This blog is about Java (advanced Java topics like Reflection, Byte Code transformation, Code Generation), Maven, Web technologies, Raspberry Pi and IT in general.

Freitag, 13. Juni 2014

Mock Framework vs Anonymous Class for Unit Tests



I recently discussed at work what to use for unit tests: a mock framework (e.g. Mockito) or anonymous classes. Surprisingly for my only one person choose anonymous classes and there where many votes for the mock framework. I prefer myself the mock framework. 

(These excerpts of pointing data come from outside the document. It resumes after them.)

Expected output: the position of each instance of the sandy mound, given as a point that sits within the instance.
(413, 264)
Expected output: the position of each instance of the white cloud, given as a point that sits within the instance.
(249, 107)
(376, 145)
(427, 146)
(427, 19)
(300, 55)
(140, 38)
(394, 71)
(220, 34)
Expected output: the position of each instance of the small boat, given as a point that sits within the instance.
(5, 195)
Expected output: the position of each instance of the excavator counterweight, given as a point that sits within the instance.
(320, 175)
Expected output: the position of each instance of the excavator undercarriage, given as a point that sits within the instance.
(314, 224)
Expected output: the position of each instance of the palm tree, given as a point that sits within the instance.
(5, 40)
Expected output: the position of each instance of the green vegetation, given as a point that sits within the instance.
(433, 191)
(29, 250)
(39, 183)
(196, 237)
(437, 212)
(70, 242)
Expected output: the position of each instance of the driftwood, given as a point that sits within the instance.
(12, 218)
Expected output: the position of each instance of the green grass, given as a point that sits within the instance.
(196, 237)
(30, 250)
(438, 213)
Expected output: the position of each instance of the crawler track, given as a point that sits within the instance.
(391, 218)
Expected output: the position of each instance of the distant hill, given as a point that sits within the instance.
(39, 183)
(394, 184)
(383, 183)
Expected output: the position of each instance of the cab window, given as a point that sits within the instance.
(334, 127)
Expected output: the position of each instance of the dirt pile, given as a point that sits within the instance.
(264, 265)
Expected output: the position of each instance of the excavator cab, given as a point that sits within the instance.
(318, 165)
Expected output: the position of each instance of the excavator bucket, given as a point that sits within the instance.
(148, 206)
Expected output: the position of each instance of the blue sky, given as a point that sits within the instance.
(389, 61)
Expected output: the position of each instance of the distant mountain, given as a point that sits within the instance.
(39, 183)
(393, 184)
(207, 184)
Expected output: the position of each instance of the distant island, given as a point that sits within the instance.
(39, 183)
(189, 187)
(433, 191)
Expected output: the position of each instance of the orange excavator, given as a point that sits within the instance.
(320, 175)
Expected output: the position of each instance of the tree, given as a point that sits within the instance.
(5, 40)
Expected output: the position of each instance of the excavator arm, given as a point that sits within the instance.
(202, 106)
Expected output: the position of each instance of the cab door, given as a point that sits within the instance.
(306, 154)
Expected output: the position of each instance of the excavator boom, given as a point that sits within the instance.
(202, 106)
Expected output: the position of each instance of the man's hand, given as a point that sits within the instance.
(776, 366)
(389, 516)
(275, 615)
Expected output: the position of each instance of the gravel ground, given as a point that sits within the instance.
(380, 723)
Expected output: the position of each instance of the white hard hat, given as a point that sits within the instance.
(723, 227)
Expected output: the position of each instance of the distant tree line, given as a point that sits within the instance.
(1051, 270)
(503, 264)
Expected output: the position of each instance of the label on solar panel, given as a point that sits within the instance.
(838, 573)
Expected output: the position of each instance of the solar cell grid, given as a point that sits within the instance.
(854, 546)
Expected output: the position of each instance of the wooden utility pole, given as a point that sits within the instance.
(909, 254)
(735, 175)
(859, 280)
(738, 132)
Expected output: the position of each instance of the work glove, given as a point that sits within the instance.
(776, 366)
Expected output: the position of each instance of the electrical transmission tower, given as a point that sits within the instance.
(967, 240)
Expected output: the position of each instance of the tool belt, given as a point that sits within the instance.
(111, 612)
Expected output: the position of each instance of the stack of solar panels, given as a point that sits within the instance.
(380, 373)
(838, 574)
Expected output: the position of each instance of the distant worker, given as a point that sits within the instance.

The benefits of a mock framework:
  • if you mock an interface within multiple tests with anonymous classes and then you change the interface you have to touch all of these test files. Even if the new added method doesn't break the old tests.
  • if the interface has many methods but you need only a few of them, the anonymous class still have to implement each method. So it's quite messy and doesn't help to read the code.
  • sure your IDE will generate the anonymous class with all methods with one keystroke. But if you want to make explicit which method is used in the test than you have to rewrite all unnecessary methods to something like this: throw new RuntimeException("not implemented"). Because otherwise you can't decide if the test relies on the method to return null or it's not used for the test.
  • the code navigation in the IDE (at least IntelliJ) gets messed up because of the anonymous test classes. If you want to jump to the method implementation of an interface and there is one class implementing the interface than IntelliJ will jump directly to the correct code (ctrl+shift+b). But if in the test classes the anonymous mock classes are defined than IntelliJ will show you all anonymous classes which are in this case completely uninteresting.
  • mocks are cleaner to write. if you want different return values by different parameters than you just define them in two lines. In an anonymous class you have to use if/else.
  • mocks are more powerful. You can verify if the methods got called with the right parameters and are called exactly x times.
There is just one downside of mock frameworks: you have to learn one of them. 
It pays off to learn a mock framework and to use it because of all the benefits you get from it (see above). I am currently using Mockito which has a very easy and clean API.